BitTorrent’s Jaehee Lee offers insight into the development of BitTorrent’s new chat application, focused on how we are addressing the various needs of privacy.
We’ve just released an internal Alpha and wanted to share some of the key learnings from our development process. When our product and engineering teams sat down for our initial brainstorming of the most important features for our upcoming chat application, we all agreed on one thing: The central focus would be around privacy.
So we’ve been doing a lot of serious thinking and research on the issue, particularly as it applies to communicating. What is apparent, as many of you may already know, is that “privacy” in a chat application can mean different things to different people.

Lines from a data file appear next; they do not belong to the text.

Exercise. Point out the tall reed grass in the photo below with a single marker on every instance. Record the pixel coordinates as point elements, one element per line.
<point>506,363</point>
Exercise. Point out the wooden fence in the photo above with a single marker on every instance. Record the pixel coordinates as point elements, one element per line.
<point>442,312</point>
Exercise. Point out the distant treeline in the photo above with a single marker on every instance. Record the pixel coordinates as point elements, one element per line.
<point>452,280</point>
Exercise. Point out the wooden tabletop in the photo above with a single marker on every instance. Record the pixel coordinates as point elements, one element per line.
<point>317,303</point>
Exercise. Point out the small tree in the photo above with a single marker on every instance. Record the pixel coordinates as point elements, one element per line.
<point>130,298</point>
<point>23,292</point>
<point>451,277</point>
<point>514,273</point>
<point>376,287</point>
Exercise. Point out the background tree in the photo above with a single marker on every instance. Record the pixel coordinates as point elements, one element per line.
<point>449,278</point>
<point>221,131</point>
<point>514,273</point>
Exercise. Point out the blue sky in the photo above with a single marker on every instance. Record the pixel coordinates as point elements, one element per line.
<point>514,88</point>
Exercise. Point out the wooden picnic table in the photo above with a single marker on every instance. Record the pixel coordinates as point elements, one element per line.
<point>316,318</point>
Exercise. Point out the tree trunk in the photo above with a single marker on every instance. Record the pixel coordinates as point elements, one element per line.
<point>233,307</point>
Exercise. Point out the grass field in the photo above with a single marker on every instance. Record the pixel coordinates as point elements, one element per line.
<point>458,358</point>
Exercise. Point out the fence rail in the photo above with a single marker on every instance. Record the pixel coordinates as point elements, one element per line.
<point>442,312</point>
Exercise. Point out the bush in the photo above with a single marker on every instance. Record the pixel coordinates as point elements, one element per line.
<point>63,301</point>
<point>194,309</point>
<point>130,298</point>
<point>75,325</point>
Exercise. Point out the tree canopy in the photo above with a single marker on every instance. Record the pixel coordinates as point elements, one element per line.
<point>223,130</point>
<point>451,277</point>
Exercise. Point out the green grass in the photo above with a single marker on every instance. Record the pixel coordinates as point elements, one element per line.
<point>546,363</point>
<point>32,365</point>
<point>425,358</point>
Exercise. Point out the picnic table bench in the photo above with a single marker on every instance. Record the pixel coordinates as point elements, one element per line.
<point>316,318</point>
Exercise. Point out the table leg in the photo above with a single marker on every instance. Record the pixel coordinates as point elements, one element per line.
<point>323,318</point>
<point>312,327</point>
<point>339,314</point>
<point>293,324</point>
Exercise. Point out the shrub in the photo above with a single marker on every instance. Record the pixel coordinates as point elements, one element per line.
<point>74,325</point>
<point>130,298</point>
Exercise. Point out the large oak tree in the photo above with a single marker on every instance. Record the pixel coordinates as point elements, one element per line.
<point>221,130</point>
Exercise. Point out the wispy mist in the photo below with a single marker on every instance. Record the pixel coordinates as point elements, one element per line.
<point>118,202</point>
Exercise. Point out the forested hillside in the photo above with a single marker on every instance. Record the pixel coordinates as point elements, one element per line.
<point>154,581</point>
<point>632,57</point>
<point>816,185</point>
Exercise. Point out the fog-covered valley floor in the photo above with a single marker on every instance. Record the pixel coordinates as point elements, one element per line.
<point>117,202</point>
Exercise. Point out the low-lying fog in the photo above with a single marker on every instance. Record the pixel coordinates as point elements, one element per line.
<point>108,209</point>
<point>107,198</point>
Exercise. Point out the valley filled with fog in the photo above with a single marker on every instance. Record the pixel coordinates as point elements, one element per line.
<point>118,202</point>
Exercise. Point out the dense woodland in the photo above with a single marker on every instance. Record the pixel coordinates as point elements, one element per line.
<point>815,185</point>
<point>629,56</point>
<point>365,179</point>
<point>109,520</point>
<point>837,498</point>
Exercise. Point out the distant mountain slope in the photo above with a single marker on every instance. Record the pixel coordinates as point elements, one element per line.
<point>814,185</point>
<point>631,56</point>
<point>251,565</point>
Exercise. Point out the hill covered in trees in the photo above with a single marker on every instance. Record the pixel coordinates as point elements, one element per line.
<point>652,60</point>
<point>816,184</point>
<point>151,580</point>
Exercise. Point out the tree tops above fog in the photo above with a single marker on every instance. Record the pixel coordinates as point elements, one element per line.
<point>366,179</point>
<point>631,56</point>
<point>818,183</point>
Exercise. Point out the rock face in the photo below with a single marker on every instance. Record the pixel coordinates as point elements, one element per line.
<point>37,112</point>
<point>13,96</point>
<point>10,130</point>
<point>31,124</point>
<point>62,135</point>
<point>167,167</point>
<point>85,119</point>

To some, what counts most is what’s under the hood. What differentiates the application to ensure that metadata and content remain private? To others, privacy means having social autonomy, private time with the person or people they are talking to; the application should just work. The privacy scenarios include:
- Journalists communicating with sources without exposing their identity or content being shared
- Members of the diplomatic corps sharing private dispatches
- Keeping business communications confidential, safe from leaks, and safe from industrial espionage
- Keeping your conversations private amongst friends
The list can go on. But privacy is, ultimately, the ability to express oneself freely with autonomy and to feel safe doing so. To not worry that the wrong friend will see a message that wasn’t intended for them.
Engineering For Privacy
We realized that there would never be a single message delivery method that was ideally private to all users in all situations. This led us to ask new questions that explored how we could create a chat app that solves different problems for different people, and is transparent in signalling the level of privacy in every use case.
From an engineering perspective, there are specific solutions to address each scenario. For communication between two trusted parties, peer-to-peer (or device-to-device) is optimal.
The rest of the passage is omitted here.